Among students in 80 countries and economies, Indonesians scored among the lowest in mathematics, reading and science, according to the triennial 2018 OECD Programme for International Student Assessment report. They also lagged behind their peers in South-east Asia, including Singapore, Malaysia and Thailand.
The Covid-19 pandemic, which according to Unicef has forced 60 million Indonesian students to suspend their studies, has only made the situation worse.
While many Indonesian parents believe virtual classrooms are not ideal for their children's learning, they have accepted the necessity.
University lecturer Natalia Widiasari, 41, bought a mobile phone for her eldest daughter Angela Kiana Anindita, 12, while providing her younger daughter and son with shared laptops and mobile phones to study online.
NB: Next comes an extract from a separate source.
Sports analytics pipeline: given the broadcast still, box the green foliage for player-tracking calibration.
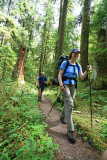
[0,82,58,160]
[45,81,107,151]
"Online learning is the best option for now as it's risky to go outside the home," Ms Natalia told ST. "But, for primary education, online learning has its disadvantages - children cannot socialise and their movements are limited."
Her daughter Kiana, who is in a private junior high school in Bogor, West Java, said: "Studying online is more complicated because I must watch my mobile phone for hours, while taking notes.
"Sometimes the explanations given by my teachers are not clear. I often have questions, but I must take turns with my friends to ask."
Then there is the connectivity blight. "I go in and out of Zoom because I lose the Wi-Fi connection," Kiana added.
Other parents are worried about their children suffering from the adverse long-term impact of extended screen time and lack of physical interaction with friends.
Producer Rahel Aryani, 42, said her two boys, aged 11 and 15, now spend between two and five hours a day on laptops, up from a maximum two hours before the pandemic hit.
She has set rules to ensure they spend time on offline activities like reading books and physical exercise. On the laptops, "the main rule is that I ask them to create works - writing, drawing, or musical composition", she added.
Meanwhile, the authorities are trying to get young people vaccinated in a bid to reopen schools. As at Friday (July 30), about 3.4 per cent of the 26.7 million youths aged 12 to 17 have received their first jab.